Parallel import – which in some circles is considered the premier example of a “grey” practice – encompasses products that are “genuine” goods (i.e., not counterfeit goods), since they have been manufactured by, or for, or under license from the brand owner, but which are then imported into a different jurisdiction from that intended by the brand owner. Deeming such practices “grey” for their ambiguity in terms of being either beneficial or detrimental depending on one’s point of view – both in the competition and intellectual property contexts – goes to show the inherent difficulty in establishing an effective universal set of rules.
In Serbia, the relevant regulatory framework was created in 2013 when the creed of national exhaustion of rights was initiated. This doctrine meant that a trademark holder could prohibit the trademark’s use on goods placed on the Serbian market by another without his direct authorization. Exclusive distributors promoted this initiative as it was their interests that were mainly affected by the presence of parallel imported products, including the “free ride” that parallel importers gained from the exclusive distributors’ advertising activity. All of this led, in April 2015, to the commercial court in Belgrade making a decision that would serve as a defining point of legislation in this regard. Since then, exclusive distributors have had the right to sue those engaged in parallel import activities on the basis of national exhaustion of intellectual property.

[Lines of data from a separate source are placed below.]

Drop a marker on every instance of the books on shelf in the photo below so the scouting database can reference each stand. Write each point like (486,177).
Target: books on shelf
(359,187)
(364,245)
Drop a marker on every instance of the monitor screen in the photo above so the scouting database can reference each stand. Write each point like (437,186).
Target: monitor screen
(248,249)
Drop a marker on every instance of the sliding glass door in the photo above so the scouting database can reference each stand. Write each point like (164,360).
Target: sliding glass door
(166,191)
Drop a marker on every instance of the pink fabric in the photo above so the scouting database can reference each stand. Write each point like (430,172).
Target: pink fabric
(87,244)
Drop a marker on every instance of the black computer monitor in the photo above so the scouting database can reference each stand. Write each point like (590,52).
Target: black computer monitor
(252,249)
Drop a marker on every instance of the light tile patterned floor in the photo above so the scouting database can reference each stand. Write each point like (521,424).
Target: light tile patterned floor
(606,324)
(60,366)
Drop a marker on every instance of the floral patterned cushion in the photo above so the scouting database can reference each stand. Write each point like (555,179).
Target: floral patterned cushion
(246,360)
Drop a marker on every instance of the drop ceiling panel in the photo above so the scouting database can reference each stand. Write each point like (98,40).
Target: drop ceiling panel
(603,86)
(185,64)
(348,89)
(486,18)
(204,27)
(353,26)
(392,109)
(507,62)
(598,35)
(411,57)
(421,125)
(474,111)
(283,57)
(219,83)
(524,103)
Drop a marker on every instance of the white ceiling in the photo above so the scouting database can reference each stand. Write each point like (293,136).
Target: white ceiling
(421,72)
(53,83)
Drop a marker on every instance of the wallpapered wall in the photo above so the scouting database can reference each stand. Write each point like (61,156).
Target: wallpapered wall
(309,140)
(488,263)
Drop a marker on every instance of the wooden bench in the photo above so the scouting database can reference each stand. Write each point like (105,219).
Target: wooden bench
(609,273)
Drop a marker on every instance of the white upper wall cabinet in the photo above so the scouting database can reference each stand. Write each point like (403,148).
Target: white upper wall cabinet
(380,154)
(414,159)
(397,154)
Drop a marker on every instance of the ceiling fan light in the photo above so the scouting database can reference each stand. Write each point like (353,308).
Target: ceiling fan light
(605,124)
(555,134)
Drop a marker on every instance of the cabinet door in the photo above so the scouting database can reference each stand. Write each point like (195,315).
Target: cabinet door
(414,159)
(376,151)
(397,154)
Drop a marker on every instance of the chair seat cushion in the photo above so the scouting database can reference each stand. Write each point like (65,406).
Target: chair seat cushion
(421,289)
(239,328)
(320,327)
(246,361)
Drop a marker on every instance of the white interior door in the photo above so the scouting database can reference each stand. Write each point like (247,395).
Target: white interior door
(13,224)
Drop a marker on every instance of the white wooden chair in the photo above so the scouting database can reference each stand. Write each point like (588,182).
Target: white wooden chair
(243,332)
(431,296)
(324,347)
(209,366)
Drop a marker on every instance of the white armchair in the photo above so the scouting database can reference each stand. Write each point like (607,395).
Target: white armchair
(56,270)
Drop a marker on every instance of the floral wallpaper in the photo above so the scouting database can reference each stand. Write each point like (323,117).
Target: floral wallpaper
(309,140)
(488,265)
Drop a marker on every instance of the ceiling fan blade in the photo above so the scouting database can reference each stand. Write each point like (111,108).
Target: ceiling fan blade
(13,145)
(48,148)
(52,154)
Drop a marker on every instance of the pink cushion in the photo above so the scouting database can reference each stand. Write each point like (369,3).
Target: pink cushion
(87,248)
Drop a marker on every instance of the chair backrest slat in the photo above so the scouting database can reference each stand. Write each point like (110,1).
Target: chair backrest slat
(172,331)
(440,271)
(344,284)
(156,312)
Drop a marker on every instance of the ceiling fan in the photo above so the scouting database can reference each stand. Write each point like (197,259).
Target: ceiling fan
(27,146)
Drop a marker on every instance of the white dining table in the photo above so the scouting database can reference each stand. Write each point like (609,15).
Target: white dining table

Disagreeing with the court’s decision, local distributors asked the Serbian Commission for the Protection of Competition for an official opinion, claiming that the court’s ruling put exclusive distributors in an unfairly dominant position. The Commission, in presenting its point of view, made it clear that it would base its conclusion on what would be the most beneficial situation for the end consumer. It then opined that competition in this case should be split into two kinds: (a) static –situations in which parallel imports bring immediate benefits to consumers by making the products cheaper; and (b) dynamic –situations in which parallel imports damage or negatively affect innovation tendencies of the trademark holder (i.e., the diversification of their portfolio), resulting, in the long-term, in a detrimental effect on the end consumer. The Commission’s final opinion, perhaps unsurprisingly, was that emphasis should be put on balancing these two considerations. Moreover, the Commission emphasized the importance of having every participant in the market – especially those with a potentially dominant position – act so as not to hurt the market’s competitiveness.
Finally, the entire situation does not bring us much closer to reaching a universal stance on the matter, apart from perhaps educating us somewhat further. With Serbia’s ascension to the EU looming, and considering all of the regulatory updates made en route to it, it will be very interesting to see how this issue will play out in the coming period, as the above-mentioned balancing act between the two factors threatens to become ever-more difficult.